The Bank has hiked rates by 50 basis points and enforced a credit ceiling in the face of pressures.
Now, the repurchase rate and the reverse repurchase rate of the Central Bank will be 7.50 per cent and 9 per cent respectively, a released issued on Friday after the February 2 meet of the Monetary Review Board of the Bank said.
The Board viewed with alarm the “continuous increase in credit extended to the private sector by commercial banks” and said that this needed to be addressed to curtail import-related credit (thereby reducing the trade deficit and the current-account deficit) and ensure that inflation remains at the mid single-digit levels in the second half of 2012 as well.
The Monetary Board also decided to direct commercial banks to moderate their credit disbursements so that the overall credit growth in 2012 does not exceed 18 per cent of their respective loan book outstanding at the end of 2011.

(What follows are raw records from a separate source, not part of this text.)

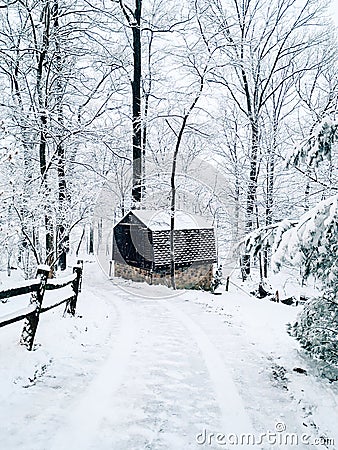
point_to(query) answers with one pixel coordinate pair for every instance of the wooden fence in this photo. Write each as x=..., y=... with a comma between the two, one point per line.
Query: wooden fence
x=37, y=288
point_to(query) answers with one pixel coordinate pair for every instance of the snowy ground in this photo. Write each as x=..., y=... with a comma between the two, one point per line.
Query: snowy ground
x=142, y=369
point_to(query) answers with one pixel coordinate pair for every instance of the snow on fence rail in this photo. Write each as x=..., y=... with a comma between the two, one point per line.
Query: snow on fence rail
x=37, y=288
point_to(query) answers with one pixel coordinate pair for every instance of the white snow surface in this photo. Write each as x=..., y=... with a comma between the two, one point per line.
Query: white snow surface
x=160, y=220
x=138, y=368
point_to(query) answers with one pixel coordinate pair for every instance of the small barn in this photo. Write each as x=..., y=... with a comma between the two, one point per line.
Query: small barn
x=141, y=248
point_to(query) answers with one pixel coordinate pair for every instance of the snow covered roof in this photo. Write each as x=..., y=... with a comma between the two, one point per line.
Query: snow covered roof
x=160, y=220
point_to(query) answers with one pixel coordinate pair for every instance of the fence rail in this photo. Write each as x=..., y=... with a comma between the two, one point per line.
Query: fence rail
x=37, y=288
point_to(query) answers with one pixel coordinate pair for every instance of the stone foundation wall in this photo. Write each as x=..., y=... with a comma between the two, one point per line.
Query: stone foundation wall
x=194, y=277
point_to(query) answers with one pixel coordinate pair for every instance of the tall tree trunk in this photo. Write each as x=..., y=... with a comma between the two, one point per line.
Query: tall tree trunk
x=61, y=232
x=270, y=177
x=136, y=91
x=41, y=59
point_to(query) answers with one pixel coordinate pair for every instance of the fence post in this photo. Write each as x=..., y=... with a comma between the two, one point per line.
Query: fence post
x=76, y=286
x=32, y=320
x=227, y=284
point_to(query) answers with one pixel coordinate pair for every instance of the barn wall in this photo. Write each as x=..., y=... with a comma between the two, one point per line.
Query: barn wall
x=194, y=277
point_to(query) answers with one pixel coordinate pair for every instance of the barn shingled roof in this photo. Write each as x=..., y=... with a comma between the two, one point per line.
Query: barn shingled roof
x=160, y=220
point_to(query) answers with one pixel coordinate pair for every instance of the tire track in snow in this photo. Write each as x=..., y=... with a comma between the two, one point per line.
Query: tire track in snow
x=84, y=419
x=234, y=417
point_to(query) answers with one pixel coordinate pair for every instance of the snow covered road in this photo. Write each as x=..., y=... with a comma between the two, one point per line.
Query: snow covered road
x=141, y=370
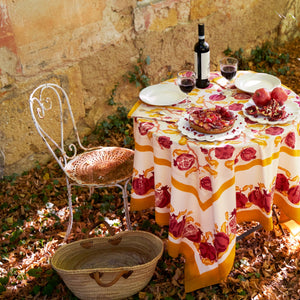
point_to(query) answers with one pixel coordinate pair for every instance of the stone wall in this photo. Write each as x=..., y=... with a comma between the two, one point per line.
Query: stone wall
x=87, y=46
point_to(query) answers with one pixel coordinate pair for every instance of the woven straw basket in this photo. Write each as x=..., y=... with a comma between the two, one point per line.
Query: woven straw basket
x=112, y=267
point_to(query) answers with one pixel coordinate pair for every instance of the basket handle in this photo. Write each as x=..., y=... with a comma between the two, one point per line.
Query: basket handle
x=97, y=275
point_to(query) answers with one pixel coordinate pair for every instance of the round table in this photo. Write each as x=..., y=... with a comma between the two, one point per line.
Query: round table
x=202, y=189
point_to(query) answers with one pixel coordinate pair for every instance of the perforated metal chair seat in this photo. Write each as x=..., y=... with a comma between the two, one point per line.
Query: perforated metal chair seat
x=102, y=166
x=95, y=167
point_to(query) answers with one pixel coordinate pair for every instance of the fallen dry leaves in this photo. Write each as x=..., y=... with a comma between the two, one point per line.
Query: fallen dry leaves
x=34, y=216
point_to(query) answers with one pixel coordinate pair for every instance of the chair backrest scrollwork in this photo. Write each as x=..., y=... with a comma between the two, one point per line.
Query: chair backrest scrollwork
x=53, y=118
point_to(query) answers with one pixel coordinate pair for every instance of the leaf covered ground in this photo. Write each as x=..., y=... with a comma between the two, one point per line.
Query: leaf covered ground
x=33, y=220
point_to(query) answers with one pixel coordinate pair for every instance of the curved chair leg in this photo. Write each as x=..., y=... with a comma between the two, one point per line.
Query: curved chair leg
x=125, y=200
x=70, y=210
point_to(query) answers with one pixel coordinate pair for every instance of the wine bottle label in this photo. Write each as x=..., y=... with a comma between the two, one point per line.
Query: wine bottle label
x=203, y=65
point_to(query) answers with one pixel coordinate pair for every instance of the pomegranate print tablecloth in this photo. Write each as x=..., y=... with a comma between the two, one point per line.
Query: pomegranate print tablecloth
x=202, y=189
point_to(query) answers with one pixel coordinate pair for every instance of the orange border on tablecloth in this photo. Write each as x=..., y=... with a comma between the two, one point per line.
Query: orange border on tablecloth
x=255, y=215
x=193, y=279
x=191, y=189
x=162, y=219
x=257, y=162
x=290, y=151
x=162, y=162
x=291, y=212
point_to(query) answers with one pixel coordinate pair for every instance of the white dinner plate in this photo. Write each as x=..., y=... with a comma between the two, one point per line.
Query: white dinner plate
x=162, y=94
x=291, y=108
x=184, y=127
x=251, y=82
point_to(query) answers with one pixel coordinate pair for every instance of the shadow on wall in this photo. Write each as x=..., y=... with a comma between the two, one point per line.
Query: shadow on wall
x=2, y=160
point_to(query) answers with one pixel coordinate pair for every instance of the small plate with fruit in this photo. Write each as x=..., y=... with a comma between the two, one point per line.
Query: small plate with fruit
x=271, y=107
x=251, y=82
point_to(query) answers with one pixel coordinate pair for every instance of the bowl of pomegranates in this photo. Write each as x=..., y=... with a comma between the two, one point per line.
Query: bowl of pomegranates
x=271, y=107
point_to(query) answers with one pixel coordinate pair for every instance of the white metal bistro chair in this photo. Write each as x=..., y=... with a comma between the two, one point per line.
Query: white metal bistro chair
x=93, y=167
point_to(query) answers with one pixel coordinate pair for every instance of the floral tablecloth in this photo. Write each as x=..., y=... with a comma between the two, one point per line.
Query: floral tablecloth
x=203, y=189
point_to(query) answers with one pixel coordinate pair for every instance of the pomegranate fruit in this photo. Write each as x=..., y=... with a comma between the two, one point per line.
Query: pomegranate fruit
x=261, y=97
x=279, y=94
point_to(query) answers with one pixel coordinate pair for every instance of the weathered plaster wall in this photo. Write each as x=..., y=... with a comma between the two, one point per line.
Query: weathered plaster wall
x=88, y=46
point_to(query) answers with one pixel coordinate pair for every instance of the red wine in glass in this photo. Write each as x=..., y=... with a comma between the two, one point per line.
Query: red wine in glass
x=228, y=72
x=186, y=85
x=186, y=81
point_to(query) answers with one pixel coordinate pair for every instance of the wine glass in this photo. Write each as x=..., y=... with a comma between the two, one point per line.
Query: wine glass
x=186, y=81
x=228, y=67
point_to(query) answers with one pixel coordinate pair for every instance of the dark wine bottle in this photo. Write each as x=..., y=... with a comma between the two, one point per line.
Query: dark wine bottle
x=202, y=59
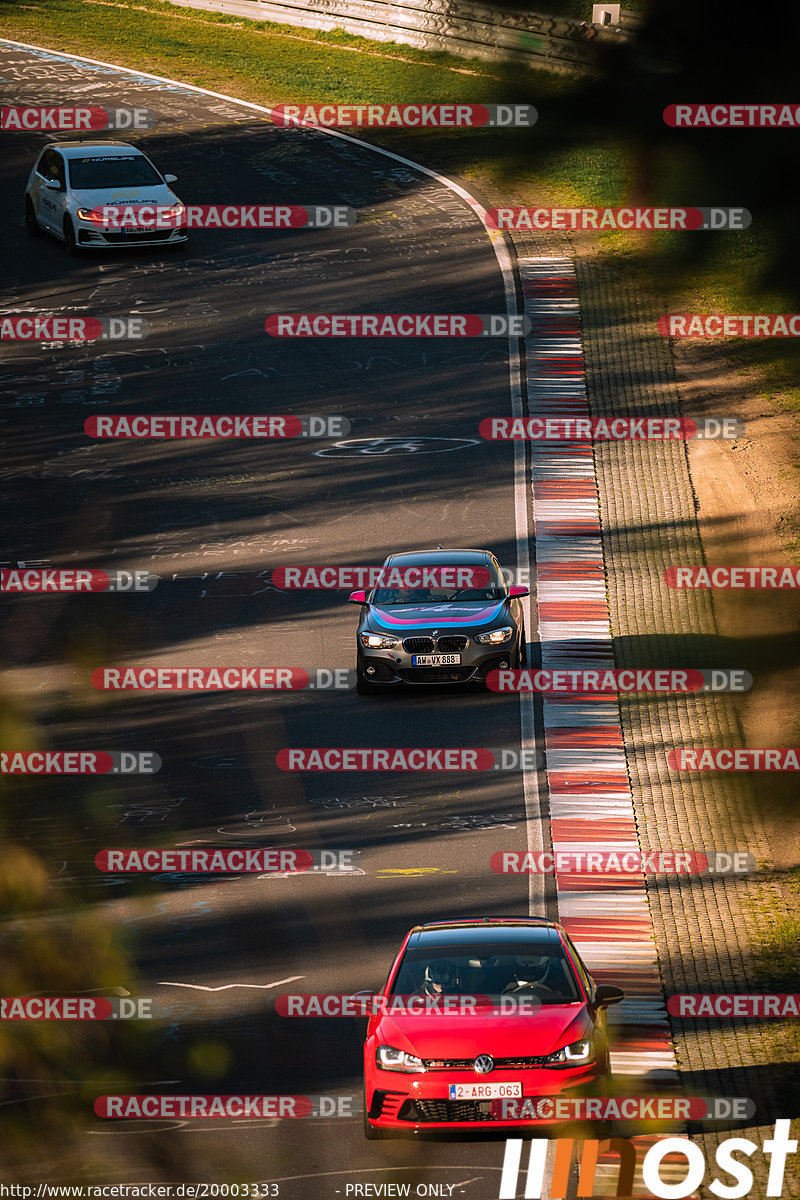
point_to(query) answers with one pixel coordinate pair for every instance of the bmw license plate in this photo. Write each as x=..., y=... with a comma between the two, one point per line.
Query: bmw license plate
x=435, y=660
x=483, y=1091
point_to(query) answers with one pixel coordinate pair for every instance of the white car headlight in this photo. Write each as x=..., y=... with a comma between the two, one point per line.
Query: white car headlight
x=495, y=636
x=378, y=642
x=390, y=1059
x=576, y=1054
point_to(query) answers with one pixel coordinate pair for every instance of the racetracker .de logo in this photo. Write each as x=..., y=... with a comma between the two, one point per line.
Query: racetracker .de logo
x=407, y=115
x=222, y=679
x=76, y=119
x=734, y=1005
x=372, y=1005
x=405, y=759
x=74, y=1008
x=612, y=862
x=79, y=762
x=693, y=1165
x=735, y=759
x=720, y=117
x=206, y=1108
x=583, y=682
x=618, y=219
x=260, y=861
x=32, y=328
x=76, y=580
x=396, y=324
x=121, y=426
x=614, y=429
x=349, y=577
x=621, y=1108
x=222, y=216
x=737, y=577
x=703, y=324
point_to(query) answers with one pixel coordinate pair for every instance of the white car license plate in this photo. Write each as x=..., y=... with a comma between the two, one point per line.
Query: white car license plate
x=435, y=660
x=483, y=1091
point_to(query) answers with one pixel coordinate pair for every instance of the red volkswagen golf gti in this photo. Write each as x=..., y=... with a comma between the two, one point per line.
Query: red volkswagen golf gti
x=477, y=1014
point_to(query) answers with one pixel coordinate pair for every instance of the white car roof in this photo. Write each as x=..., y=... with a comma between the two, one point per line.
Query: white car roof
x=95, y=149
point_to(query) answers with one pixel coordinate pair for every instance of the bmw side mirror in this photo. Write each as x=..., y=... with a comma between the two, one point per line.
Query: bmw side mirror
x=608, y=994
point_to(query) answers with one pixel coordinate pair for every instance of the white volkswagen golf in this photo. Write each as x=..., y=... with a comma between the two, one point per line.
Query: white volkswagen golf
x=72, y=180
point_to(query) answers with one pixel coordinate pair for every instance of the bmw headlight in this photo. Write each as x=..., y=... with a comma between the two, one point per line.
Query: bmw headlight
x=390, y=1059
x=495, y=636
x=377, y=641
x=572, y=1055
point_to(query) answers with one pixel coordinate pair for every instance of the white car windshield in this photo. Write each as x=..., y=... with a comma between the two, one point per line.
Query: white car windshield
x=116, y=171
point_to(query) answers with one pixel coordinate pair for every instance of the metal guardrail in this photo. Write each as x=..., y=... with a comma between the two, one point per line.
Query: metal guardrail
x=464, y=28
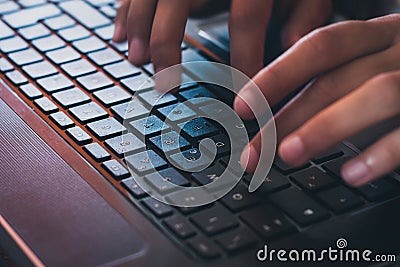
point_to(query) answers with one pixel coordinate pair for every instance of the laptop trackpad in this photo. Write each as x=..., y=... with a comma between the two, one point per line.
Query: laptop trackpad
x=58, y=215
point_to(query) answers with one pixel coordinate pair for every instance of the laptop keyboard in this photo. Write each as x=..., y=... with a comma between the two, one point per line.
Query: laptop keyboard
x=59, y=56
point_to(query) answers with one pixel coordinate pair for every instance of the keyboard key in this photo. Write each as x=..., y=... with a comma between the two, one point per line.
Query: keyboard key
x=48, y=43
x=180, y=227
x=88, y=112
x=88, y=45
x=214, y=220
x=169, y=142
x=95, y=81
x=122, y=69
x=46, y=105
x=125, y=144
x=79, y=135
x=113, y=95
x=105, y=57
x=116, y=169
x=300, y=207
x=106, y=128
x=63, y=55
x=267, y=221
x=31, y=91
x=62, y=120
x=85, y=14
x=313, y=179
x=55, y=83
x=149, y=126
x=78, y=68
x=340, y=199
x=97, y=152
x=145, y=161
x=71, y=97
x=131, y=110
x=237, y=240
x=34, y=32
x=39, y=70
x=12, y=44
x=24, y=57
x=74, y=33
x=157, y=208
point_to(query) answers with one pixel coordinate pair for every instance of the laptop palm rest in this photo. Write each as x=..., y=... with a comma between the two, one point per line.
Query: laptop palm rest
x=52, y=209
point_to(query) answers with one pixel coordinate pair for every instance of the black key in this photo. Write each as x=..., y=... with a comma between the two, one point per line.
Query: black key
x=198, y=128
x=204, y=248
x=131, y=110
x=95, y=81
x=62, y=120
x=88, y=112
x=287, y=169
x=97, y=152
x=104, y=57
x=313, y=179
x=106, y=128
x=113, y=95
x=377, y=190
x=180, y=227
x=116, y=169
x=340, y=199
x=145, y=161
x=71, y=97
x=78, y=68
x=34, y=32
x=46, y=105
x=214, y=220
x=85, y=14
x=237, y=240
x=31, y=91
x=79, y=135
x=88, y=45
x=157, y=208
x=63, y=55
x=175, y=114
x=48, y=43
x=74, y=33
x=300, y=207
x=39, y=70
x=169, y=142
x=133, y=188
x=60, y=22
x=328, y=155
x=25, y=57
x=191, y=160
x=127, y=143
x=239, y=198
x=55, y=83
x=149, y=126
x=267, y=221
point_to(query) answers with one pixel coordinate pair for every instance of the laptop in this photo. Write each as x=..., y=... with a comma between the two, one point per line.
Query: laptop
x=69, y=195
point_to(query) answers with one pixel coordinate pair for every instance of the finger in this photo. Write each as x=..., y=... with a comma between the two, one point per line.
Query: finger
x=248, y=24
x=373, y=102
x=378, y=160
x=120, y=22
x=307, y=16
x=317, y=53
x=140, y=20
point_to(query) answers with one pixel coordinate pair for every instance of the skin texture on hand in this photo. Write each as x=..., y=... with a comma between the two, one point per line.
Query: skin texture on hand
x=355, y=83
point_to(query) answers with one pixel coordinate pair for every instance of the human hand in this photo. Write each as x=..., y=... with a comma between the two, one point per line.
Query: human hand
x=355, y=75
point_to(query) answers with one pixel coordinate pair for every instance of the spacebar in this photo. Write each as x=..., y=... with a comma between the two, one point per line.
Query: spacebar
x=85, y=14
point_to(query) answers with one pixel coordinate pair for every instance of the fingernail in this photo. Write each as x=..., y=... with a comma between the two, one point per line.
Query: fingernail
x=292, y=149
x=355, y=172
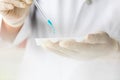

Credit growth of up to 23 per cent will be allowed for those banks which finance the excess up to 5 per cent of the credit growth, from funds mobilised from overseas.
IMF view
The IMF welcomed the hike in rates and credit ceiling, saying that this would help rein in loan growth and narrow a widening external deficit in Sri Lanka. The IMF maintained that exchange rate flexibility should be part of the policy package.
“There was broad agreement that a decisive policy response was needed to put the economy on a sounder macroeconomic footing, especially given the current uncertain global environment,” said Brian Aitken, who led an IMF review team, in a statement.